Meeting with authors is always an intriguing question, and slightly complicated when I try to be realistic about who I would really enjoy meeting over lunch, and who I would be terribly intimidated by.  I’d love to have lunch with Geraldine McCaughrean, who seems especially friendly and who I could talk with about Peter Pan and Kensington Gardens.  I’d love to meet Tamora Pierce, but I’m not sure if I wouldn’t be a bit terrified to actually have lunch–and I know I’d be terrified of Robin McKinley, who is amazing but also distinctly intimidating. Gail Carson Levine, on the other hand, seems very approachable and I’d love to chat with her–but I probably wouldn’t work up the nerve to ask what she really thought of the movie version of Ella Enchanted.

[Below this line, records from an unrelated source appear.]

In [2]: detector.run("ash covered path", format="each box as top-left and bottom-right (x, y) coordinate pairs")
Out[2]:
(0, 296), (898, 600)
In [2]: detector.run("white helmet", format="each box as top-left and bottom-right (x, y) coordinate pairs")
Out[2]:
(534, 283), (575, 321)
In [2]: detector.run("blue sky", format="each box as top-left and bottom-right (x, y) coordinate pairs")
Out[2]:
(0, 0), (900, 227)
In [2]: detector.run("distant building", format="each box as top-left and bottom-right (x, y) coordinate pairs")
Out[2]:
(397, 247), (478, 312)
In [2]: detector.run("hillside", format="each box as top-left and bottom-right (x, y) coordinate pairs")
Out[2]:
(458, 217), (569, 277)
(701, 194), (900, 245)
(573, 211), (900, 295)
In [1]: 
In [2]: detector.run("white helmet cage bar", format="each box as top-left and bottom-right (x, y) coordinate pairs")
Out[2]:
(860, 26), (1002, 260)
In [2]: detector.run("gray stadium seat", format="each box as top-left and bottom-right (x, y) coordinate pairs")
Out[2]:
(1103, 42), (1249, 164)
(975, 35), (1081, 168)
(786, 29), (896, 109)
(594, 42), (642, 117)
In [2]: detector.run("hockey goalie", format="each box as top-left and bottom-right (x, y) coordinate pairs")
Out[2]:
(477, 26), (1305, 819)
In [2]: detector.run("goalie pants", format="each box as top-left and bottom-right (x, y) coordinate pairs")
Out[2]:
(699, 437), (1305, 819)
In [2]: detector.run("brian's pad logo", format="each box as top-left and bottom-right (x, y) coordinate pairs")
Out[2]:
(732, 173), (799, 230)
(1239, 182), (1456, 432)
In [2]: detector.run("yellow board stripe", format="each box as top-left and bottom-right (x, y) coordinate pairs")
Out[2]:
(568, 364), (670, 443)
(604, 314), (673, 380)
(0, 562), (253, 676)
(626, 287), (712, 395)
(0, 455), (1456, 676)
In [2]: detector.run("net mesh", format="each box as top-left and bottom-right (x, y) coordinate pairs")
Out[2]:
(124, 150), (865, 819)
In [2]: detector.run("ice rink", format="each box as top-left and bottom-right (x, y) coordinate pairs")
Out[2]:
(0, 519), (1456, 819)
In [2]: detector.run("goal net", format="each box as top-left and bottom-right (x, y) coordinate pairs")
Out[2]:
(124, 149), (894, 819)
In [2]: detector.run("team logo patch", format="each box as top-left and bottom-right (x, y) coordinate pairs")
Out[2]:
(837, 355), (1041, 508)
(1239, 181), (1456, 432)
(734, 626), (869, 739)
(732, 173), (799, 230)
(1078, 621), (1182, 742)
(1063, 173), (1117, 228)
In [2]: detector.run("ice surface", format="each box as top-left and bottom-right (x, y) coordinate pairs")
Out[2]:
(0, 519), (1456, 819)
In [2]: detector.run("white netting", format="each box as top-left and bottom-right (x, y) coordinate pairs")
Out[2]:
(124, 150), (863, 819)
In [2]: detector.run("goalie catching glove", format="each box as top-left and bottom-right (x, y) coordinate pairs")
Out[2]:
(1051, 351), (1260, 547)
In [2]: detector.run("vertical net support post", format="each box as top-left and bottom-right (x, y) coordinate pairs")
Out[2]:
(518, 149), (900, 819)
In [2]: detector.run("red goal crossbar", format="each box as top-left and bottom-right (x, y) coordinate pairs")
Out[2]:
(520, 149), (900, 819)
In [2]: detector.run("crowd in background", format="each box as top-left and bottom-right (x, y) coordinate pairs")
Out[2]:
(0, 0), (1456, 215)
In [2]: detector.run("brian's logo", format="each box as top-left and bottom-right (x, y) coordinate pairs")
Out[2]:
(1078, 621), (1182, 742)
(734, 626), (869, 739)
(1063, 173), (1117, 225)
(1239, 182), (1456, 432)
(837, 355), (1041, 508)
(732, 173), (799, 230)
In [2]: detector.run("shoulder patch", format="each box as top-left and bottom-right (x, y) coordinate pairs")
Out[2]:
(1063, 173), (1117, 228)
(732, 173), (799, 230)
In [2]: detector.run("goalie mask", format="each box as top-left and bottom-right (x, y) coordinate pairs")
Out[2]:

Technically Michael Crawford is an author by way of an autobiography, but I never wanted to meet him, just to hear him sing live (accomplished!)  I think I’d have a wonderful time with Gretchen Rubin, my happiness guru who I so often identify with.  I’d be pretty intimidated to meet with Brene Brown–but if ever there was an author I could just outright say, “sorry, I’m feeling really vulnerable right now” and expect her to understand–well, that’s the one.

As for book bloggers…of course I’d love to meet all you lovely people who read my blog and write your own, who welcome me into your online homes to promote my books and who leave such nice comments here.  I think we’d have a delightful lunch, and none of you seem too frightening! 😉

Who would you like to have lunch with, among favorite authors and bloggers?